Reklamın kısaca ve açık bir şekilde tanımını bu şekilde bilmemiz gerekmektedir. Ancak günümüzde diye başlayan bu açıklama uygulama noktasında sıkıntılar oluşturmaktadır. Sıkıntıları oluşturanlar ise aynı çatı içerisinde bulunan kişiler. Bunu biraz daha açmamız gerekirse reklamın arka planında olanlar diyebiliriz. İşimiz gereği gün içerisinde reklam odaklı sayısız ziyaretler gerçekleştiriyoruz. Bunun yanında bu zamana kadar hazırlamış olduğumuz ürünleri sunuyoruz. Tüm bunları yaptığımız anda ya lafımız kesiliyor ya cümlemiz dinlenmiyor. Nedeni ise aynı mesleği icra ettiğimiz kişilerin bazı durumları suiistimal ederek insanları usandırması. Eğer yaptığınız işten eminseniz ve bu işi hakkı ile yaptığınıza inanıyorsanız bu durumu sorgulamanızda kaçınılmaz oluyor. Beraber yüz yüze geldiğiniz insanların size olan sözlerini duyduğunuzda ve arkanızdan konuşulanları işittiğinizde gerçekten içler acısı bir piyasanın içerisinde olduğunuzu maalesef anlamış oluyorsunuz. İşte bu doğrultuda sizlerin yaptığı işe inanan kişiler haklı olarak bazı noktalarda geri çekilebiliyor. Her ne kadar sizi ayrı kefeye koyduğunu dile getirseler de neticede yapmak istediğimiz işin bir parçası olarak kişileri dâhil edemiyoruz.

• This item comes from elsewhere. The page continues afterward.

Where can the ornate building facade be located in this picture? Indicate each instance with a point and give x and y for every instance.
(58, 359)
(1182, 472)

Tüm bu sorunların temelini oluşturan durumları tek tek inceleyebilirsiniz. Bir rapor yapıp nerede hata yapıyoruz diye kendinizi sorgulamakta isteyebilirsiniz ancak günümüz çağında reklamın ne kadar önemli bir mecra olduğu bildiğiniz halde bu tarz hareketler ile bitme noktasına geldiğini durduramazsınız. Tüm bunları üzerine alınanda olacaktır alınmayanda ama tek bir gerçek var bulunduğumuz şehrin reklam düşüncesi, meslektaşlarımız tarafından darmaduman edilmiş olması. Bir ürünü kötüleyerek ürününü yüceltmek ne kadar kötü ise buna inanmakta bir o kadar kötüdür. Yan yana geldiğinde samimi olduğunu göstermeye çalıştığın ama arkasından konuştuğun da atıp tutmakta dur durak bilmiyorsan o hepsinden kötüdür. Biraz durup düşünmekte ve hatta silkinmekte büyük yarar görüyorum. Her ne kadar bunun önünü kesmek zor olsa da ortada bir gerçek var o da reklam pastasının artık sonuna gelinmesi. Bu pastadan herkes pay çıkartacaktır. Kimisi meziyeti ile kimisi eziyeti ile. Bu pastanın tamamen yok olmamasını istiyorsak hırslarımızı bir kenara bırakarak doğruyu görmeye yönelmeliyiz. Şayet halen doğrulardan kaçınılıyorsa reklamdan çok reklam olmak daha kötüdür.